On Mon, Feb 21, 2011 at 09:34:07PM -0500, [email protected] wrote:
>
> Have you ever noticed that an abacus has unnecessary beads?
>
> After the "one" counters get up to four the next "one" makes it five and you
> zero the five "one" beads and move a "five" bead over. The fifth "one" bead
> is
> not needed because once it is moved the "one" row is zeroed.
>
> Same with the second "five" bead.
Actually, for the Russian and the Chinese abaci (which are the ones that
I know), that 5th bead has a very important purpose. Working the abacus
is not simply a matter of moving and counting the beads: it's a
visualization tool that allows you to build muscle memories for using it
- i.e., to "mechanize" its operation so you can use it without thinking
about the process. The _result_ of that operation is a very fast
tabulator - but the _mechanism_ by which that tabulation happens is
based in large part on the tactile distinctions in the small set of
beads on each wire as well as the ability to "snap-shoot" the results
visually.
Please note, by the way, that abacus use is still taught in a number of
schools around the world: abacus visualization, even without having a
physical one at hand, allows you to perform mental math at many times
the normal rate when large, complex numbers are involved.
When I was a kid, there was no other device available to us average
humans for calculating numbers (sure, the big university in Moscow had
some kind of an electronic machine, but no one else did!), and so
everyone, including accountants, used a total of two tools: mental math
and abaci (well, paper techniques too, sure - but that's more or less
standard.) No matter how complex the organization was, that was always
sufficient.
Once you're used to it, doing math on the abacus is a lot faster and
more accurate - and in the case of a large list of numbers, dozens if
not hundreds of times faster while maintaining that accuracy - than
doing it on paper. In fact, I would put a professional abacist against
anyone with a calculator or a computer for addition and subtraction -
and possibly for multiplication and division as well. Square roots to,
say, three decimal places, a little slower.
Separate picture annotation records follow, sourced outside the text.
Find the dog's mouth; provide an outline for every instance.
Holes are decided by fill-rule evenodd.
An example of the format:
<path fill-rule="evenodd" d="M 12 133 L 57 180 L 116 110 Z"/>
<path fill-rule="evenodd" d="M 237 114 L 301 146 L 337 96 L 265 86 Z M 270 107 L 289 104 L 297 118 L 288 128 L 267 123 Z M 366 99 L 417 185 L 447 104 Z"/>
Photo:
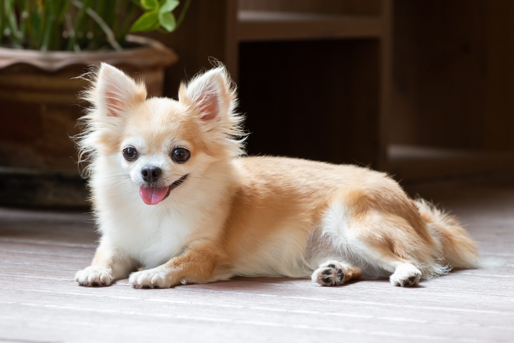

Cube root, a good bit slower
but still within a few seconds. The point is that these are all doable
on a device a couple of thousand years old - matched against the latest
achievements of science. Sure, a computer is much faster at figuring out
the arctangent of 0 / -1 to 50 decimal places... but very few people in
this world need "pi" to that level of precision (never mind that most
computers actually can't do it anyway - not with any standard tools
available to the layman, or even to most programmers. Integer math isn't
a computer's strong suit, the poor things. [grin])
Again, those beads are necessary because the point of an abacus is to
make operations as fast and as intuitive as possible... and we humans
don't count too well by fours. With fives, a single visual pass over a
set of rows will give you a nearly instant answer with minimal
calculation; it's not "5 + 50 + 500 + 5000 - 20 - 3"; it's more like
"all except 2 here and 3 there: 5532". It's hard to imagine how fast and
convenient that is, and how, when coupled with the tactile end of it, a
professional can calculate with one hand without even looking at it, and
so can write the result with the other hand.
Unfortunately, this is all 35 years or so behind me, and I couldn't even
begin to do any useful work on an abacus today. My mental math skills
have also deteriorated to a tiny percentage of what they once were (and
that was at the ripe old age of 13.) Even so, I'm often shocked by
people being amazed at how quickly I can calculate certain things... to
me, that's just "natural", simple math, and something that "everyone
just knows". Except not. Which is actually pretty awful, now that I
think about it. Math, like chess, is a great tool for maintaining mental
acuity no matter how old you get, and losing it - or not having it in
the first place - is an absolutely terrible thing.
But that may just be my outdated viewpoint.